15 dakika aradan sonra takimlar 89 model station wagon pejo dizel arabasi rolantisinde maca devam ettiler.. (bu sahsim adina efsanevi bi rolanti biçimidir. cok ses yapar ama, hiç bir boka yaradigi yoktur) antep acikcasi biraz daha iyi oynuordu. keita oyundan cikiyor kewell oyuna giriyor, ayhan pek oynayamiyor mustafa sarp ise calima gidiyordu.. arda tam bir alex oluyordu yavas yavas. dakika 83 ü gösterirken de alex gibi oyuna dahil oluyor, nonda'yi süper bir sekilde penalti noktasinin bir kac metre solunda topla bulusturuyor, nonda da yaradana siginip topu aglara gonderiyordu. golden sonra aydin'a bakan nonda, az once aydin in kacirdigi pozisyonu hatirlatarak genc oyuncunun duygulari ile oynuyordu..
(sanirim hayatimda gördügüm en sahane pankarti antepli bir taraftar aciyordu.. bundan daha zekisini seneler once istanbullu bir kiz guns and roses konserinde "dont worry mom i am with axl" şeklinde acmişti)

hop sabri galatasaray'in golüne karsilik verdi.. antepli oyuncunun üstüne cikan sabri penaltiya neden oluyor, antepli oyuncu atis pozisyonunda oldugu icin antep 2 penalti atisi kullaniyordu.. iki penalti da gole cevrilirken mac birden 3-3 e geliyordu ama bünyamin gezer "hastir len" diyerek macin 3-2 oldugunu tabataya soyluyordu..

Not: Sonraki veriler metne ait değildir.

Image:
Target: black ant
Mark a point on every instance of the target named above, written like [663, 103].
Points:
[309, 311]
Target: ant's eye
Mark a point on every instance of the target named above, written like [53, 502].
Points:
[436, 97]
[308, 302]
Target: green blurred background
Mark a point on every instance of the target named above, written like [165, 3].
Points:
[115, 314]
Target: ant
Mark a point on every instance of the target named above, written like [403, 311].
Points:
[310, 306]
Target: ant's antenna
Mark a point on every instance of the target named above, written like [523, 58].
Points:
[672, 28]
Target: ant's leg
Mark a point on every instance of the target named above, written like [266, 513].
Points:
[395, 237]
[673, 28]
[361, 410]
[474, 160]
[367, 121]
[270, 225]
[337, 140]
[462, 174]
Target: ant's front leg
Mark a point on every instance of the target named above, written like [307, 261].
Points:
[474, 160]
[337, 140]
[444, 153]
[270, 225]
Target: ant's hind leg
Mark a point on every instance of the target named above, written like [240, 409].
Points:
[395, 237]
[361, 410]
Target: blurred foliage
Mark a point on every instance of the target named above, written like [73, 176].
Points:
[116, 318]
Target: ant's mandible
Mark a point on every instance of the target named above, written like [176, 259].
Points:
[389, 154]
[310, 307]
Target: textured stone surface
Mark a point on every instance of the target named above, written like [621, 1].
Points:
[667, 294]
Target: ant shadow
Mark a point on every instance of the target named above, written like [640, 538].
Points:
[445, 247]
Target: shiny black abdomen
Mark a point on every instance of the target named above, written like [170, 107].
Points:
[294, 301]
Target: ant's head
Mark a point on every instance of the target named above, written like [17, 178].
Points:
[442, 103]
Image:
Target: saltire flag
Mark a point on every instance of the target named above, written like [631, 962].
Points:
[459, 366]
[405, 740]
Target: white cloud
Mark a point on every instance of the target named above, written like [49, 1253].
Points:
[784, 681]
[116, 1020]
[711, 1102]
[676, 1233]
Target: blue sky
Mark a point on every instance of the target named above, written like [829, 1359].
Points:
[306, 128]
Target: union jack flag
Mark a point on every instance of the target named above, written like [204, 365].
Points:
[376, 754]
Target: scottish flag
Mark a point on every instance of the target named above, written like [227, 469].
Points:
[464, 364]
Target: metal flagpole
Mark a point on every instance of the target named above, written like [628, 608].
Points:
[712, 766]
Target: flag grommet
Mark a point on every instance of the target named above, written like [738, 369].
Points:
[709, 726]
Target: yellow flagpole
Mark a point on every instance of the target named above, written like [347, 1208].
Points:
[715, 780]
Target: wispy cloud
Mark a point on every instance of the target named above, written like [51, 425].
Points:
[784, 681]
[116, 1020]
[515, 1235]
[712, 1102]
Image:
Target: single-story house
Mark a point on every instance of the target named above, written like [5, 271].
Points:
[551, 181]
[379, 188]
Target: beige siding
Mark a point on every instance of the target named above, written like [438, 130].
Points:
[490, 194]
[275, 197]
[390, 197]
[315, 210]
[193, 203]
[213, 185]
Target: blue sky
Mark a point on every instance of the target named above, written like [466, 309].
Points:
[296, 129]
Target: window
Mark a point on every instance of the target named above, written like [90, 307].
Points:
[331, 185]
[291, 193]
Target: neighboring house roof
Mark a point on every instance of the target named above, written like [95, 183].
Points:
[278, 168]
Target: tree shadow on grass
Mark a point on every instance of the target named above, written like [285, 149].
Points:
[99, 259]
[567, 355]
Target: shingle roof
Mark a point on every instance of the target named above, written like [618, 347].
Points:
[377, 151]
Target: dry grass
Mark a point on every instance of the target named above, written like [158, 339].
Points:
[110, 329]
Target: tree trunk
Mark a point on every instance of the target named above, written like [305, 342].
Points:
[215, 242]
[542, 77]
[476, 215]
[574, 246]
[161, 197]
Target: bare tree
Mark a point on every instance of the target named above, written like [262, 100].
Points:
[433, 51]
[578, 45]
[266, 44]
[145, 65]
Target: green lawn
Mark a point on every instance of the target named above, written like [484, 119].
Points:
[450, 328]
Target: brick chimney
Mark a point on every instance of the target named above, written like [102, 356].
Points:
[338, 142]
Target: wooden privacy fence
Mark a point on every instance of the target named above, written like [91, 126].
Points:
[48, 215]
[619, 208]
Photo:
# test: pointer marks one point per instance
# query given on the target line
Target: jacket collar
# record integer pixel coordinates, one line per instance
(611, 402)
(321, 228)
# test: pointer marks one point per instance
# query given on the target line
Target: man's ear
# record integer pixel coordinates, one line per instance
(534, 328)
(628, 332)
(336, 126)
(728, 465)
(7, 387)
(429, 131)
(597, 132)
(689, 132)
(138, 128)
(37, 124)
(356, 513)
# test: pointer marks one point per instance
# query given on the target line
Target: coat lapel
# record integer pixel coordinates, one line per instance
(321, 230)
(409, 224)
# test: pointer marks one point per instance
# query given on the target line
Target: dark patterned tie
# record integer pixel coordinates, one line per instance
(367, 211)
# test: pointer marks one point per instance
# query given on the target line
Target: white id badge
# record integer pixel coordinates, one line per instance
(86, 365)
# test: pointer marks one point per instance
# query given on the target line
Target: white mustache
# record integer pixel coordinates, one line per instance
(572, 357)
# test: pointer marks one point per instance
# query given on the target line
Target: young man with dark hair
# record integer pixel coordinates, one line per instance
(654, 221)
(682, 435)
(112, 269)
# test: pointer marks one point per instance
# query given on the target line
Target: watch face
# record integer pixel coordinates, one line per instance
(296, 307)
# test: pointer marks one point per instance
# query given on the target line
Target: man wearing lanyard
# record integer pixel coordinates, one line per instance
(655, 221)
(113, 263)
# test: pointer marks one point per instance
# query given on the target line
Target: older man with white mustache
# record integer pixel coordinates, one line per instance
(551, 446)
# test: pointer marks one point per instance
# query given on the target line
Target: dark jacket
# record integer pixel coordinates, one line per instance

velhasil son dakikalarda bünyamin gezer'in polis karakterinden dolayi arda'ya gosterdigi ölcüsüz sari kart haricinde bir gelisme olmuyor galatasaray, senelerdir kabusu olan antep deplasmanindan 3 puanla donuyordu.. buradan eski antepli veysel'e seslenmek istiyorum.. "ne oldu?? noldu veysel?? gel kurtar takimini!! hah haaa!!"